After de-identification, descriptive statistical analysis will be performed. Statistics
reported will include frequencies. Logistic regression model to predict outcome will be
performed. Odds ratio, confidence interval, and P value will be reported using logistic
regression for outcome models for both adjusted and unadjusted models. The statistical
software package SAS 9.3 will be used for all calculations.
Description:
Airway is the first step in the initial assessment of a trauma patient. Often this assessment
determines the need for endotracheal intubation, most commonly by rapid sequence intubation
(RSI). Currently, there is no consensus on best practice for RSI drug regimens. The research
on drugs for RSI mainly focused on immediate hemodynamic effect, number of intubation
attempts, and, more recently, adrenal insufficiency related to etomidate administration.

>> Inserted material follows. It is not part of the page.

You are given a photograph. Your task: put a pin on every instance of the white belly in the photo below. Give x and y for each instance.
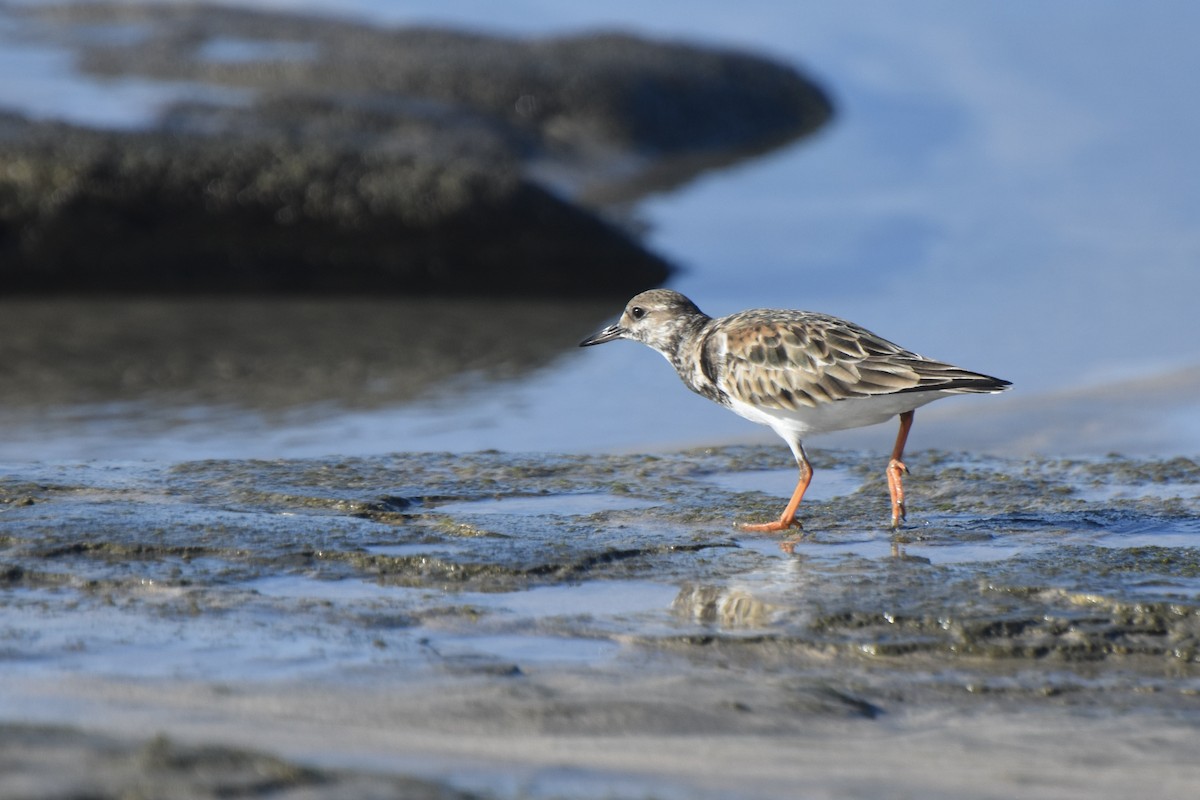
(838, 415)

There is little research, and no American multicenter research, on non-immediate health
outcomes such as mortality. Additionally, there is a growing body of literature that suggests
trauma patients may respond differently to RSI regimens than other critically ill patients.

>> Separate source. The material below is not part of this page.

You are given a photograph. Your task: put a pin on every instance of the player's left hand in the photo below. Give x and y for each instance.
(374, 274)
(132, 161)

Given the fragmented nature of this topic, most RSI drugs are chosen by the intubating
physician based on their experience (i.e., a "dealer's choice"). Overall, emergency medical
care is moving towards standardization to decrease medical errors and improve outcomes.
Clearly, the current approach to RSI drug regimens does not align with those goals.
There are three major gaps in the literature. First, there is no definition of the commonly
used RSI drug regimens for trauma patients. It is essential to define common RSI drug
regimens in order to facilitate future research and analyze drug efficacy. Second, the unique
response of trauma patients to RSI drugs has not been elucidated. Third, there is little
description of short and long term (vs. solely short term) outcomes for each of the RSI
regimens. This will be an essential piece of information when discussing standardization and
deciding which regimens are best suited for patients.
This study seeks first to define commonly used RSI drug regimens for trauma, and second to
investigate hospital course and long-term health outcomes as a potential way to define best
practice RSI drugs for trauma patients.
The study will be a multi-center retrospective chart review of data collected from January 1,
2014 to January 1, 2019, and will include Level I trauma centers in Texas. The University of
Texas at Austin (UTA) is hosting this study as a Texas Level I Trauma Centers Multicenter
Trial. Additional sites will have their own institutional IRB approval and will provide
de-identified data to the principal investigator (PI) via secure encrypted email. Data will
be submitted for MDMC trauma patients to UTA and analyzed within the Dell Med Department of
Surgery and Perioperative Care and treated in the same way with the same security as data
collected at Dell Seton Medical Center. After data abstraction, the PI will de-identify data
before analysis, removing name, and medical record number (MRN). All data recording and
collection will include a computer, which is secured via password. Documents will be password
protected, hosted on UT Box, and only downloaded after de-identification. Only the PI, Co-PI,
and research coordinators will have access to the data. The dataset will be password
protected. No identifiable health information will be used in reporting of data, whether that
is in publication or presentation format. The investigators plan to complete the data
collection and analysis by January 1, 2021.
After de-identification, descriptive statistical analysis will be performed. Statistics
reported will include frequencies. Logistic regression model to predict outcome will be
performed. Odds ratio, confidence interval, and P value will be reported using logistic
regression for outcome models for both adjusted and unadjusted models. The statistical
software package SAS 9.3 will be used for all calculations.